Вот так я будучи историком все время отматывал назад, назад — где же начало этой «спецоперации»? Вспомнились там, конечно, и особые отделы при Петре Первом, а потом опричнина, ведь слово опричнина это тоже опричь закона, опричь всех, как бы вне того, что находится в рамках принятых постановлений в государстве. Мне кажется, что я так добрел до одной из первых, наверное, спецопераций, зафиксированных на памяти человечества, это «спецоперация» Каина против Авеля. Вот это была спецоперация, которая, к сожалению, повторяется в течение все этих веков и как-то нам надо, все-таки, преодолевать эту инерцию всем миром.
— А вот почему в преодолении этой «спецоперации», после завершения Великой Отечественной, Второй мировой, которая, казалось бы, должна была дать прививку от дурного примера, мы не воспользовались шансом вместе со своей страной, вместе со своими руководителями и допустили все это? Ведь был великий отечественный кинематограф, советский кинематограф, который, казалось бы, эту прививку нам всем сделал. У вас есть ответ на этот вопрос?
— Я думаю, на такие вопросы отвечает следующая эпоха, обычно современники с трудом могут объяснить, почему. Вопрос почему — это очень многосоставный вопрос и я думаю, что эта прививка не сработала не только у нас в стране. Если вы позволите, я вам расскажу историю, которая показывает насколько эта бацилла проникла в сознание людей разных стран. Вот в частности то, что сейчас происходит в очень многих странах по отношению к нашему искусству, в частности, к нашей культуре.
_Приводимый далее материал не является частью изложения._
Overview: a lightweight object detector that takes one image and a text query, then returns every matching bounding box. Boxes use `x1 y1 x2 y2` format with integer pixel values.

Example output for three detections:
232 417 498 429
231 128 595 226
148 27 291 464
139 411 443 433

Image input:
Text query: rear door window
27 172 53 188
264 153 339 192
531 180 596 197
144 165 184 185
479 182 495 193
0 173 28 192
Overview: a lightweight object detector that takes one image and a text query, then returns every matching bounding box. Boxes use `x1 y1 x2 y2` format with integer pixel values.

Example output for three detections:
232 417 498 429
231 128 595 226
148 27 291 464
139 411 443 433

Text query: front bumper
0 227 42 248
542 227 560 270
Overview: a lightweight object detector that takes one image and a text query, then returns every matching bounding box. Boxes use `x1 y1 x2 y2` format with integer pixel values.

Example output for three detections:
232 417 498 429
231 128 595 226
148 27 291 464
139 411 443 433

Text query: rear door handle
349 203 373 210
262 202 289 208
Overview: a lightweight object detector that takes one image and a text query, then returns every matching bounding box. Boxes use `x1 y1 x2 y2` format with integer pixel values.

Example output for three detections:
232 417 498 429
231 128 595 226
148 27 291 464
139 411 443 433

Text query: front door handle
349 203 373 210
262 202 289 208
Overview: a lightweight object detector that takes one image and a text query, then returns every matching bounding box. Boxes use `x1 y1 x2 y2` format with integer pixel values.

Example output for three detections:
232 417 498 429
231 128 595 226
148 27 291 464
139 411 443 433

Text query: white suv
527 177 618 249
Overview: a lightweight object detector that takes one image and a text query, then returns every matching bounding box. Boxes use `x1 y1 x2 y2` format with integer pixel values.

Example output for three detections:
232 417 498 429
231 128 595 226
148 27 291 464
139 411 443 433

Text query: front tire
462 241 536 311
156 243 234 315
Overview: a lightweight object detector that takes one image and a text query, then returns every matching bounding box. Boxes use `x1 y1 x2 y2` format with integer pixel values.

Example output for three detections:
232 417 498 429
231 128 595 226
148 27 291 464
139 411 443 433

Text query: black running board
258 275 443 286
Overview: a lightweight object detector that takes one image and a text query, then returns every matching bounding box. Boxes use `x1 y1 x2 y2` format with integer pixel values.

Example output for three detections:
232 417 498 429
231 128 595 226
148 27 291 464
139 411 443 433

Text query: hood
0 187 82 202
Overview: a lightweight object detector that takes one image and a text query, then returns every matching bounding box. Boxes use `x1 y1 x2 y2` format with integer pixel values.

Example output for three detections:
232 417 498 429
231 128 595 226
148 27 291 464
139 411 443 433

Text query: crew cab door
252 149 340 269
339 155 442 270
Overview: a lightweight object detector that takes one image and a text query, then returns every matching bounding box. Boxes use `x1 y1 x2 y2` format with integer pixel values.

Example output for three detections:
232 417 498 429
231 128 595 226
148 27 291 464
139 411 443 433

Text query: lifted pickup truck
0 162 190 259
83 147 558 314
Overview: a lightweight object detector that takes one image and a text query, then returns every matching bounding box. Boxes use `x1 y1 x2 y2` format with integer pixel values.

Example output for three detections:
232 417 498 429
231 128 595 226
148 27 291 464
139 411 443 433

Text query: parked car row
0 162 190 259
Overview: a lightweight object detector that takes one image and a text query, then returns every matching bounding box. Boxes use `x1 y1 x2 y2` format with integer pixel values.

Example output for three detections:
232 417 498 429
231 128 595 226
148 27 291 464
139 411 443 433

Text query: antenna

Почему-то пропаганда называет это русофобией — это не русофобия, это вообще удивительно, когда вдруг стали отменяться семинары по Достоевскому в некоторых университетах.
Вот я получил такое письмо из Европейской академии кино, членом которой я являюсь, какой-то секретарь правления направил мне такой вопрос: мы получили требование от одного из членов нашей академии — у нас творческое наследство Эйзенштейна, комплекс мемориальный, который получил наряду с Бергманом, наряду с Тонино Гуэрра, с братьями Люмьер, изобретателями кинематографа, титул сокровищницы европейской культуры, и в этом никто не сомневался — и вдруг этот человек, мне не названный, потребовал, чтобы наследство Эйзенштейна лишили этого титула, потому что, как там написано, этот комплекс находится на содержании государства и находится в нескольких шагах от Кремля.
Мне пришлось ответить, что, во-первых, это находится на ВДНХ и я не знаю того великана, который несколько шагов от Кремля дошагает до ВДНХ. Во-вторых, все музеи находятся на содержании государства, государственного бюджета, почти все крупнейшие музеи и это естественно. С другой стороны, когда в Германии был нацизм, это что, надо было Гете лишать титула сокровищницы человечества и бомбить Веймар, что ли? Что это за логика?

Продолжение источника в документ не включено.